Following the advice of its oncologic drugs advisory committee (ODAC), FDA has asked Cell Therapeutics (CTI) to perform an additional trial to demonstrate the safety and effectiveness of Pixuvri™ in relapsed or refractory aggressive non-Hodgkin lymphoma (NHL). The FDA did, however, give the company the option to make the drug available to patients. Cell Therapeutics has decided to pursue an expanded access program while it conducts additional clinical work in aggressive NHL.
In its response letter FDA cited that its primary reason for delaying approval was the concerns previously raised by the ODAC on March 22. The panel voted 9–0 against the approval of Pixuvri, sending the firm’s stock price from $0.91 on March 22 to open the next day at $0.40. The company opened today at $0.66.
Cell Therapeutics’ NDA was based on the PIX 301 Extend (expanding the reach of anthracyclines with pixantrone in relapsed or refractory aggressive NHL disease) single-agent trial, which enrolled 140 patients. The study achieved its primary endpoint—higher rate of complete remissions—and patients treated with pixantrone experienced a statistically significant improvement in median progression-free survival.
Yet both ODAC and FDA were vary of the therapy’s side effects. Those receiving the drug had a low incidence of severe neutropenia complicated by either fever, infections, severe vomiting, or diarrhea. Pixantrone patients also had a higher incidence of leucopenia and numerically more severe cardiac events. Only one cardiac event was considered to be related to the study drug, according the company.
Commenting on FDA’s decision to offset sanction until more clinical data is available, Stanley M. Marks, M.D., director of clinical services and CMO for the University of Pittsburgh Cancer Centers, says “I was disappointed that an agency charged with providing treatment hope for patients with life threatening diseases like relapsed/refractory NHL would ignore clinically meaningful improvements in overall response rate and progression-free survival, let alone complete responses, something we all wish for our patients, but with existing treatments rarely achieve.” Dr. Marks presented at CTI’s investor and analyst meeting that focused on Pixuvri.

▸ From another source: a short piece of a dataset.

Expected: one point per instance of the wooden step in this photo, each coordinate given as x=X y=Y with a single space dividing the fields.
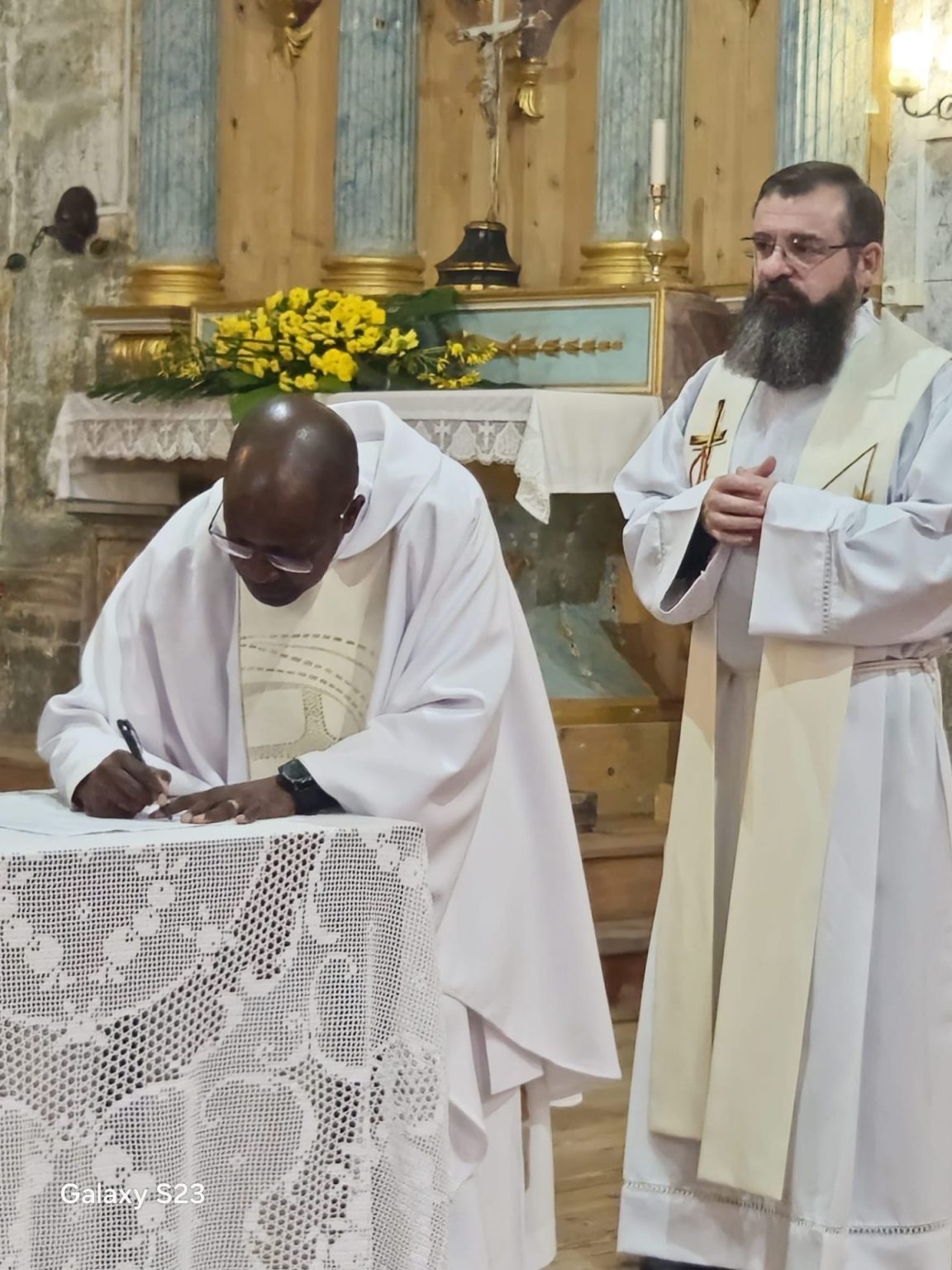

The company will meet with the FDA to discuss design of the follow-on study as well as the expanded access program for patients who are not participating in the clinical trial. “On the basis of discussing the PIX 301 clinical trial results with directors of more than 50 of the largest academic and community-based lymphoma treatment centers across the U.S., we expect enrollment in a follow-up combination therapy study in a similar population could be rapid and occur predominantly within the U.S.,” notes Jack W. Singer, M.D., CMO of the company.
“We have had preliminary discussions on the subsequent trial design with a leading statistician and potential lead investigators who believe the study will be positively received by the lymphoma treatment community on the basis of the PIX 301 clinical trial results and the lack of satisfactory alternative therapies for their patients with multiple relapsed aggressive non-Hodgkin lymphoma.”
Cell Therapeutics is in the process of preparing its MAA and expects to submit the application to the EMEA in the third quarter of this year. Pixantrone is an aza-anthracenedione that has distinct structural and physio-chemical properties that make its antitumor activity unique in this class of agents, according to CTI.
Similar to anthracyclines, pixantrone inhibits topo-isomerase II. Unlike anthracyclines, though, rather than intercalation with DNA, pixantrone alkylates DNA to form stable DNA adducts with particular specificity for CpG rich, hyper-methylated sites.
In addition, the structural motifs on anthracycline-like agents that are responsible for the generation of oxygen-free radicals and the formation of toxic drug-metal complexes have also been modified in pixantrone. These changes prevent the binding of iron and perpetuation of superoxide production, both of which are putative mechanisms for anthracycline-induced acute cardiotoxicity.